Le sourcil se hausse à plusieurs reprises, surplombe un sourire goguenard tandis qu'il tente ostensiblement de l'arracher à son poste d'observation. Mis à part le jeu évident qu'il tisse entre eux, il aspire réellement à découvrir son potentiel, au-delà du verbe acerbe et du corps taillé en V. Alors une fois encore, il fait mine d'être absorbé par ce qui se déroule en contrebas, par les corps qui se fracassent avec désormais plus d'impatience, tant et si bien qu'il ne serait pas surpris que la cloche ne tarde pas à sonner, enfin. Une montée d'adrénaline l'envahit et lui délie les muscles, tandis qu'il agite sa tête de droite à gauche, craque sa nuque et étire ses membres, prêt à en découdre. S'oublier sur un ring lui permettait de refouler ses pensées et ses tourments, de nier tout ce qui n'était pas chair, os et muscles. Ici, il n'était qu'un corps en mouvement, même pas un nom véritable, seulement cet adversaire anonyme derrière lequel il pouvait s'effacer, le temps d'une nuit, réifié sous les coups d'un autre combattant. Ici, il pouvait casser la gueule de son identité sans risquer de sombrer, sans raviver à sa conscience le souvenir de la femme aimée et manquante, sans ressentir la béance de cette magie qui le désertait depuis dix années. La fureur des combats l'emplissait de cette vie qui le faisait occulter tout le reste.
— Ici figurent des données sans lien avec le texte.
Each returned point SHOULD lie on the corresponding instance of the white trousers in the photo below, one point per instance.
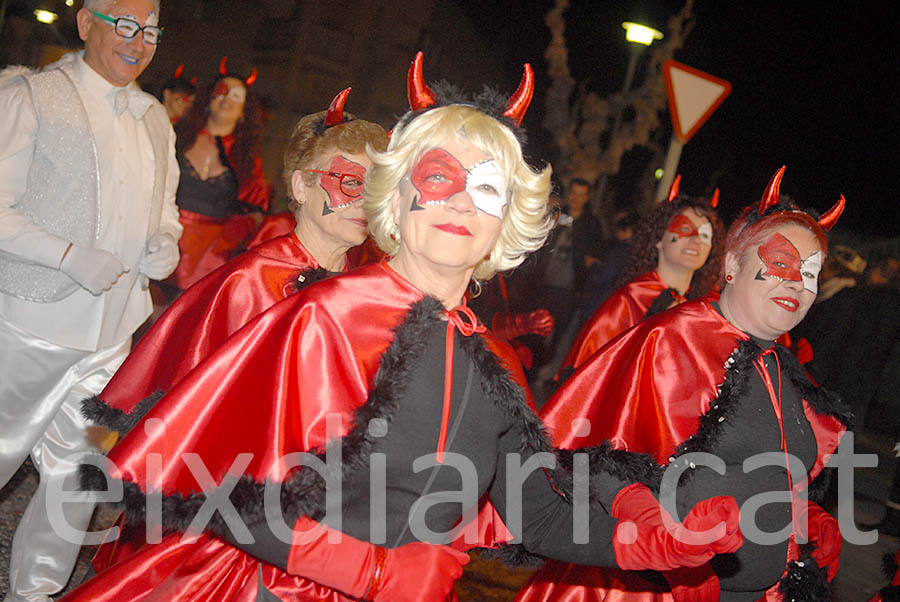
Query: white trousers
(41, 389)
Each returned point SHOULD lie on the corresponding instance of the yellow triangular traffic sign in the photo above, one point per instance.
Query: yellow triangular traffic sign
(693, 97)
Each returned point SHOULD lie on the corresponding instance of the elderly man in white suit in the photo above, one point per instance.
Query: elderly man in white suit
(87, 214)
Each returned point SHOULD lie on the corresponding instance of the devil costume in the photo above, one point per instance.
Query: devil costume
(406, 454)
(687, 381)
(249, 397)
(645, 295)
(214, 211)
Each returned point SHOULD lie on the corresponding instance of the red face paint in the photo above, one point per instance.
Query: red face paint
(682, 226)
(438, 176)
(337, 198)
(221, 89)
(781, 257)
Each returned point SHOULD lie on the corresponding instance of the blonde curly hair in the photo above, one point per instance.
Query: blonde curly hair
(527, 221)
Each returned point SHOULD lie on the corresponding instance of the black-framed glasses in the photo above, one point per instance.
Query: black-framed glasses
(351, 183)
(128, 28)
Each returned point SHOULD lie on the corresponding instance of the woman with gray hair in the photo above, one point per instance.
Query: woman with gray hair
(418, 416)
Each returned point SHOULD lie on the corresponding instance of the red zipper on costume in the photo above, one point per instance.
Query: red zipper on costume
(467, 328)
(778, 407)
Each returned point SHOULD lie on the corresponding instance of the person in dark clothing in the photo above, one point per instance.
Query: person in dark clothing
(563, 263)
(706, 377)
(386, 366)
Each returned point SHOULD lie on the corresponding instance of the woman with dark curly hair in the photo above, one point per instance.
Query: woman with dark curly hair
(674, 256)
(723, 409)
(218, 150)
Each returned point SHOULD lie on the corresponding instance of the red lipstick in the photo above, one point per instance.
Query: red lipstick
(454, 229)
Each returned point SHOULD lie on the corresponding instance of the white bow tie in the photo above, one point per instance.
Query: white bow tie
(132, 99)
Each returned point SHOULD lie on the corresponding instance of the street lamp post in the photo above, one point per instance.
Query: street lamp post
(640, 36)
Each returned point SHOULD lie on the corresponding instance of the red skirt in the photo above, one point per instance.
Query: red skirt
(207, 243)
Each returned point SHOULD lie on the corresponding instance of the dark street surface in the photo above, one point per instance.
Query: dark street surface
(490, 581)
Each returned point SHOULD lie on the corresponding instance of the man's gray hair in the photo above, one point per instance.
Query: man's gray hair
(101, 6)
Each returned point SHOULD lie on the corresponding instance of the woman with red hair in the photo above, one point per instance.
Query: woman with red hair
(675, 255)
(704, 389)
(218, 149)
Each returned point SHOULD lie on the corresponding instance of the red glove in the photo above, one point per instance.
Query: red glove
(524, 354)
(648, 538)
(803, 351)
(510, 326)
(823, 531)
(413, 572)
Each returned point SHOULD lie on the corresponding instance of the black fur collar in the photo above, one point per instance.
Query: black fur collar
(99, 412)
(303, 492)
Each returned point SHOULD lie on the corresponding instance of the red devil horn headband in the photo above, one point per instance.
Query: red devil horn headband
(420, 95)
(521, 98)
(773, 191)
(673, 189)
(223, 70)
(827, 221)
(335, 113)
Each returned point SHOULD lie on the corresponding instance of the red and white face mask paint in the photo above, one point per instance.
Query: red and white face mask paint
(236, 94)
(683, 227)
(439, 175)
(782, 261)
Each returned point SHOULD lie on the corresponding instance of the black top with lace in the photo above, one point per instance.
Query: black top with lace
(214, 197)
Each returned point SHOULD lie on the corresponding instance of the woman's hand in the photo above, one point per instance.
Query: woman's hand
(648, 538)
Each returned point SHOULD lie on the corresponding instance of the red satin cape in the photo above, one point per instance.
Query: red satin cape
(204, 316)
(622, 394)
(272, 226)
(624, 308)
(251, 397)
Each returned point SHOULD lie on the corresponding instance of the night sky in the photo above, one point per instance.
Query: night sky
(815, 87)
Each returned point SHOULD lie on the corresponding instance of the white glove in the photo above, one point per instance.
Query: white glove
(161, 256)
(94, 269)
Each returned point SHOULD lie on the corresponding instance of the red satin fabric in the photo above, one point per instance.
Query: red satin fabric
(273, 226)
(204, 316)
(364, 254)
(623, 394)
(206, 244)
(624, 308)
(265, 391)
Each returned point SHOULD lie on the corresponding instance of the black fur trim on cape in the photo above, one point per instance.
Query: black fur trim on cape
(303, 492)
(889, 566)
(661, 303)
(320, 125)
(889, 593)
(734, 387)
(804, 582)
(98, 412)
(306, 277)
(489, 101)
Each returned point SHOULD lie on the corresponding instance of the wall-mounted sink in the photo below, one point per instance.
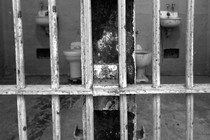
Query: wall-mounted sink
(42, 19)
(169, 19)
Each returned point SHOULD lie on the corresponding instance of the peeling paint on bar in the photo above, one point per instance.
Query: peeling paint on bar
(107, 91)
(156, 69)
(122, 42)
(20, 73)
(53, 44)
(88, 44)
(156, 117)
(156, 44)
(87, 58)
(189, 67)
(123, 118)
(122, 68)
(54, 68)
(82, 32)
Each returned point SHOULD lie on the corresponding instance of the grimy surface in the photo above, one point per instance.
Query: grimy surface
(173, 110)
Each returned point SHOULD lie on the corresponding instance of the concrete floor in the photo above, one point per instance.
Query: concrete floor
(173, 113)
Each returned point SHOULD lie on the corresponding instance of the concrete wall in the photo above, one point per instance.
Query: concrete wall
(69, 30)
(176, 66)
(35, 37)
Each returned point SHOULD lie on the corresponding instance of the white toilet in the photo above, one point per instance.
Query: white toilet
(73, 55)
(143, 59)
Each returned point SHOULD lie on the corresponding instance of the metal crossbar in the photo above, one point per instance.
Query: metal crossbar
(87, 88)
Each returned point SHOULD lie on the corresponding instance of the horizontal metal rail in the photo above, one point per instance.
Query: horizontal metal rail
(80, 90)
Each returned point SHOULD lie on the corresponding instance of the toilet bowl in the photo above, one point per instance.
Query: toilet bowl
(73, 56)
(143, 59)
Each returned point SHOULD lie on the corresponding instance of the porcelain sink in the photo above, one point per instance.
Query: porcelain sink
(42, 19)
(169, 19)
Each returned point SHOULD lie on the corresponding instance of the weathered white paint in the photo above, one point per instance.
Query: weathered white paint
(122, 68)
(122, 42)
(189, 67)
(208, 40)
(123, 118)
(54, 68)
(82, 28)
(190, 116)
(87, 58)
(156, 117)
(89, 118)
(81, 90)
(156, 69)
(20, 73)
(156, 44)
La cloche retentit et l'extirpe de ses pensées, et le son salvateur l'ancre de nouveau à ce banc dont le bois gémit sous son poids. Sans geste cérémonieux, il se redresse et se lève, enjambe les strapontins du rang suivant, tandis que son regard cherche celui de l'Européenne, s'adressant à elle dans cet anglais qu'elle ne parle pas.
« Alors, tu t'bouges ou tu t'enracines ? »
Qui sait, elle avait peut-être des démons à fracasser, elle aussi.